AWS Data & ETL Training Master Deck (Editable)
10-Day instructor-led hands-on training — outline & slides
Day 1: AWS Basics & Account Setup
-
Slide 1: Title, Duration, Instructor
Course title slide showing Day 1, total duration for the session, and instructor name.
-
Slide 2: Agenda & Learning Objectives
List the day's agenda and measurable learning objectives (account setup, billing monitoring, MFA, AWS infra concepts).
-
Slide 3: What is Cloud & Why AWS?
High-level cloud concepts, benefits of cloud vs on-prem, reasons to choose AWS (services, scale, ecosystem).
-
Slide 4: AWS Global Infrastructure Diagram
Diagram illustrating Regions, Availability Zones, and Edge Locations with brief notes on use-cases (latency, fault-isolation).
-
Slide 5: AWS Account Setup Steps (screenshots)
Step-by-step account creation guidance with placeholders for screenshots: sign-up, billing info, support plan, root account safety.
-
Slide 6: Hands-on Demo: Billing alarm, MFA
Step-by-step technical tasks students must perform in the lab:
- Enable IAM Billing Access — Console: Account settings → activate IAM access to billing info.
- Create CloudWatch Billing Alarm — Console: CloudWatch → Alarms → Create Alarm → Metric: Billing → Total Estimated Charge; set threshold (e.g. $5) → create SNS topic for email notifications → subscribe student email.
- Enable MFA on Root/Users — Console: IAM → Users → select user (or root) → Security credentials → Manage MFA → choose Virtual MFA → scan QR with Authenticator app (Google Authenticator/Authy) → verify codes.

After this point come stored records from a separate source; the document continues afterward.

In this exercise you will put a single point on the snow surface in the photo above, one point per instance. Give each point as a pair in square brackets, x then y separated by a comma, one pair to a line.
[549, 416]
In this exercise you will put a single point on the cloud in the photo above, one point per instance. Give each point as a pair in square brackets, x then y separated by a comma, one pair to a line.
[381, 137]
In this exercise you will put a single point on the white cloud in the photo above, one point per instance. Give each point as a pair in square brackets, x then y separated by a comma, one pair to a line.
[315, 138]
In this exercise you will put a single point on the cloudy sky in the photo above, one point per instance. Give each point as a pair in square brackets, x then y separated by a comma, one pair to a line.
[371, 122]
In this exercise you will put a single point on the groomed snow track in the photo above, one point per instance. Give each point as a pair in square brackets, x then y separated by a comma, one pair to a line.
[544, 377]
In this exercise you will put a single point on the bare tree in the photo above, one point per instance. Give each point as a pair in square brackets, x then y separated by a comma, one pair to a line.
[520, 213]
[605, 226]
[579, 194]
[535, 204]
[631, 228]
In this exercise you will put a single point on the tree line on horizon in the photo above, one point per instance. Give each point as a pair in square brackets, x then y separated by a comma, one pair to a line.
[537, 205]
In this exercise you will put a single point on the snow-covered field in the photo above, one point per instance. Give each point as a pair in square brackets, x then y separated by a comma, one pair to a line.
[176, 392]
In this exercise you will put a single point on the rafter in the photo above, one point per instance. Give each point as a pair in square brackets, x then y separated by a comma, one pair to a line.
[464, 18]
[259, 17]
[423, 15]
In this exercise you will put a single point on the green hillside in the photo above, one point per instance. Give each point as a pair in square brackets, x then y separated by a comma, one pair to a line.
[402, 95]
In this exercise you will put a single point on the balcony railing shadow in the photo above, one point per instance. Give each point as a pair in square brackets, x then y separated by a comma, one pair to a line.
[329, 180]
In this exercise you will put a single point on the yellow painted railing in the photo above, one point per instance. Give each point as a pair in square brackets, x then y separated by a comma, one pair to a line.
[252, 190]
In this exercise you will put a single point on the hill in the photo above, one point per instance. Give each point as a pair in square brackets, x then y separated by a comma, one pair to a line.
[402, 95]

- Test Access — Demonstrate logging in with an IAM user and validate MFA prompts; verify billing alarm notification by temporarily lowering threshold or using simulated billing metric if available.
# Example AWS CLI (for reference - optional) aws cloudwatch put-metric-alarm \ --alarm-name "EstimatedChargesAlarm" \ --metric-name "EstimatedCharges" \ --namespace "AWS/Billing" \ --statistic Maximum \ --period 21600 \ --evaluation-periods 1 \ --threshold 5 \ --comparison-operator GreaterThanOrEqualToThreshold \ --dimensions Name=Currency,Value=USD \ --alarm-actions arn:aws:sns:us-east-1:123456789012:BillingAlerts -
Slide 7: Summary & Q&A
Recap key takeaways: cloud fundamentals, AWS infra, account safety practices (MFA, billing alarms). Open floor for questions.
Day 2: IAM & Security
-
Slide 1: Agenda & Objectives
Outline of day: IAM concepts, hands-on user & group creation, policies, best practices.
-
Slide 2: IAM Concepts (Users, Groups, Roles, Policies)
Explain IAM building blocks: Users, Groups, Roles, Policies, trust vs permissions.
-
Slide 3: IAM Architecture Diagram
Diagram showing relationship between identities, roles, STS, and resources.
-
Slide 4: Hands-on: Create IAM user/group, attach policy
Lab steps for students:
- Create an IAM group (e.g.,
etl-developers
). - Create an IAM user (e.g.,
student01
) and add to group. - Create and attach an inline or managed policy (least-privilege example: S3 read/write to a specific bucket).
- Test access using AWS CLI with generated access key (recommend temporary credentials or role-based cross-account testing).
- Create an IAM group (e.g.,
-
Slide 5: Best Practices: Least Privilege, MFA
Guidelines: use roles for services, avoid root, enable MFA, rotate keys, use IAM Access Analyzer, and log with CloudTrail.
-
Slide 6: Summary & Q&A
Recap and Q&A.
Day 3: Amazon S3 Basics
-
Slide 1: Agenda & Objectives
Intro to S3, storage classes, basic operations, versioning & lifecycle.
-
Slide 2: S3 Overview (Buckets, Objects, Storage Classes)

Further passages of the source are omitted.